Vor der Tat soll der getötete Schütze die Absicht geäussert haben, Polizisten zu ermorden.

WIRTSCHAFTS-, SOZIAL- UND FINANZPOLITIK: Fillon geht mit seinem Sparprogramm am weitesten. Nicht bestätigten Meldungen aus Justizkreisen zufolge soll es sich dabei um drei Familienangehörige des Attentäters handeln.

Nach einem vereiteltem Terroranschlag zweier mutmaßlicher Dschihadisten Anfang der Woche war der Schutz von Kandidaten bereits verstärkt worden. Es gebe keine Hinweise, dass der Mann belgischer Staatsangehöriger sei.

Die Pariser Anti-Terror-Staatsanwaltschaft hat inzwischen den Fall übernommen. Inzwischen liess die Pariser Polizei verlauten, dass der mutmassliche Angreifer auf den Champs-Élysées ein 39-Jähriger aus einem östlichen Vorort der Stadt sei.

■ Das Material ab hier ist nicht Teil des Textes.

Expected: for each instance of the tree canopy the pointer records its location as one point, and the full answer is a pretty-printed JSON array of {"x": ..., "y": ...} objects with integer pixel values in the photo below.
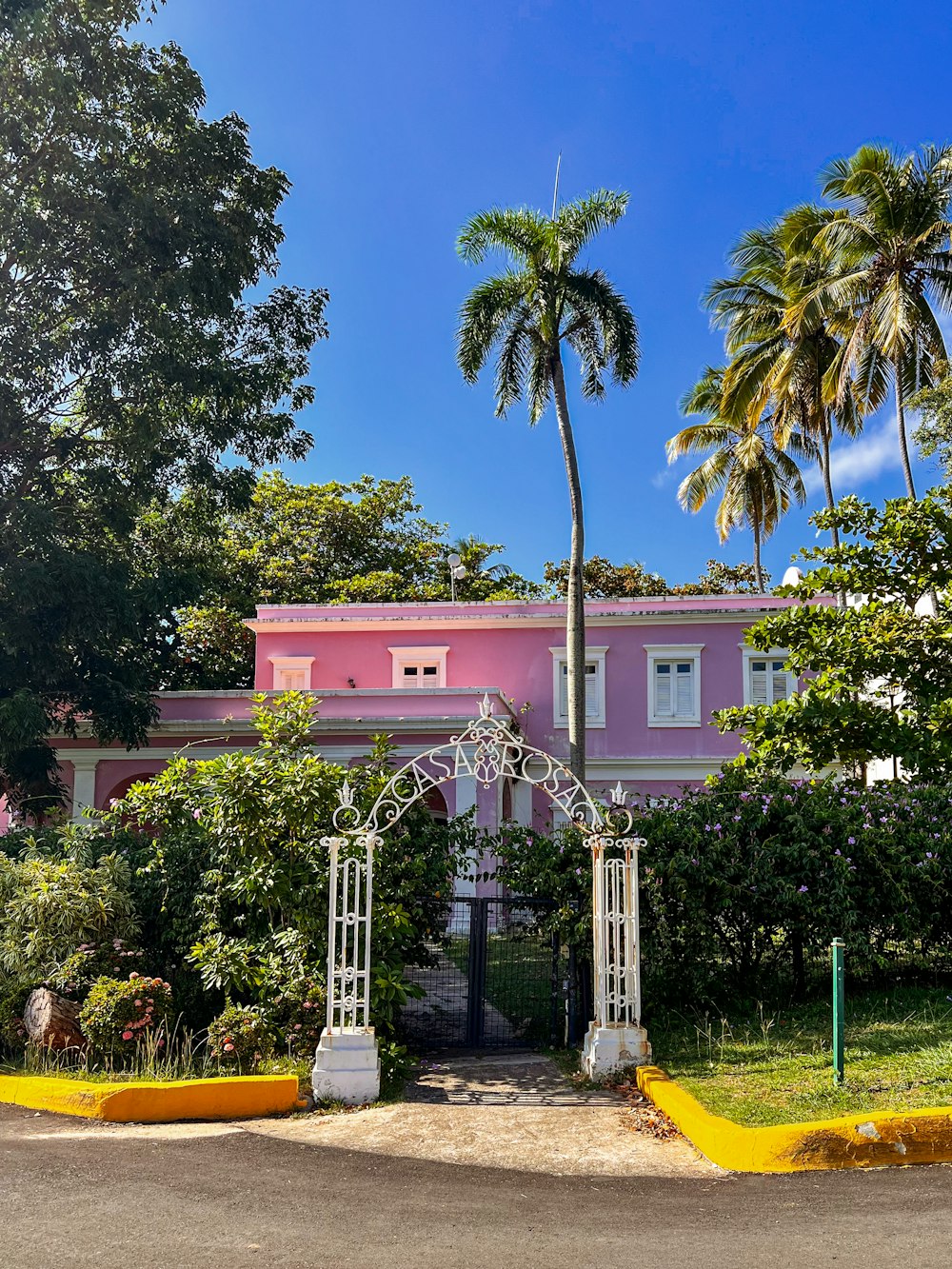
[
  {"x": 880, "y": 666},
  {"x": 131, "y": 228},
  {"x": 330, "y": 544}
]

Allerdings scheint diese Identität nicht auf den erschossenen Angreifer zuzutreffen, der Franzose und kein Belgier war. Nach ersten Erkenntnissen der Ermittler hatte der Mann jedoch nichts mit der Tat in Paris zu tun.

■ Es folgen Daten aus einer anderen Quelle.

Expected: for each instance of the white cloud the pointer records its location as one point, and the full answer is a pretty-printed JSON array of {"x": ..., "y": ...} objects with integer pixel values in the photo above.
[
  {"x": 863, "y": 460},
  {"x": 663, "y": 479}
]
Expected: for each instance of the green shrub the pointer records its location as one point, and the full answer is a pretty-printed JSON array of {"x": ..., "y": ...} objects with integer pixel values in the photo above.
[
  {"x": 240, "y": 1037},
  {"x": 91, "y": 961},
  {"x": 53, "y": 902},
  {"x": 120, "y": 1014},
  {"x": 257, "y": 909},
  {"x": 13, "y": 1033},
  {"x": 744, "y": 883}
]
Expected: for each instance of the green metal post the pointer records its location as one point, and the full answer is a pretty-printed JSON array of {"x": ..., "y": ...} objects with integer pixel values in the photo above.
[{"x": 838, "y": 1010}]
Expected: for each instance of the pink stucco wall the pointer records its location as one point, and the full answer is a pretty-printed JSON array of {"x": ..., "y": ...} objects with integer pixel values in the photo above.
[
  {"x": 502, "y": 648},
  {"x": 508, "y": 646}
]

Als radikaler Islamist war Cheurfi bisher nicht aufgefallen. Der Zeitung Le Parisien zufolge saß der Schütze wegen drei versuchter Mord insgesamt 15 Jahre lang in einem französischen Gefängnis, zwei der Mordversuche sollen Polizisten gegolten haben. Aus Mangel an Beweisen sei er wieder freigekommen.

Am Sonntag findet in Frankreich die erste Runde der Präsidentschaftswahl statt. Premierminister Bernard Cazeneuve sagte, die Bevölkerung dürfe sich nicht der Angst beugen. Damals hatte er den Angaben zufolge in Seine-et-Marne nahe Paris versucht, einen Polizisten, einen Polizeischüler und dessen Bruder zu töten.

Anti-Terror-Staatsanwalt François Molins sagte, der Täter sei "bekannt". Im Land gilt nach einer beispiellosen Terrorserie mit über 230 Toten immer noch der Ausnahmezustand.

Die Attacke vom Donnerstagabend löste international Reaktionen zahlreiche aus. Er sprach den Opfern und deren Familien auch via Twitter sein Mitgefühl aus und kündigte eine nationale Gedenkstunde an.

Donald Trump hat bereits sein Beileid ausgesprochen. "Es endet einfach nie". Anschließend werde sich Hollande zu der Attacke äußern, hieß es unter Berufung auf das Umfeld des Präsidenten. Denn: "Das französische Volk wird das nicht viel länger hinnehmen". Offen ist laut politischen Beobachtern, ob die Hardlinerin von der Attacke auf die Polizisten politischen Nutzen ziehen kann. Nach dem Anschlag erstellte Umfragen gibt es bisher nicht. Dahinter lagen Fillon und Melenchon. Das Rennen ist spannend und gilt als Schicksalswahl für Europa.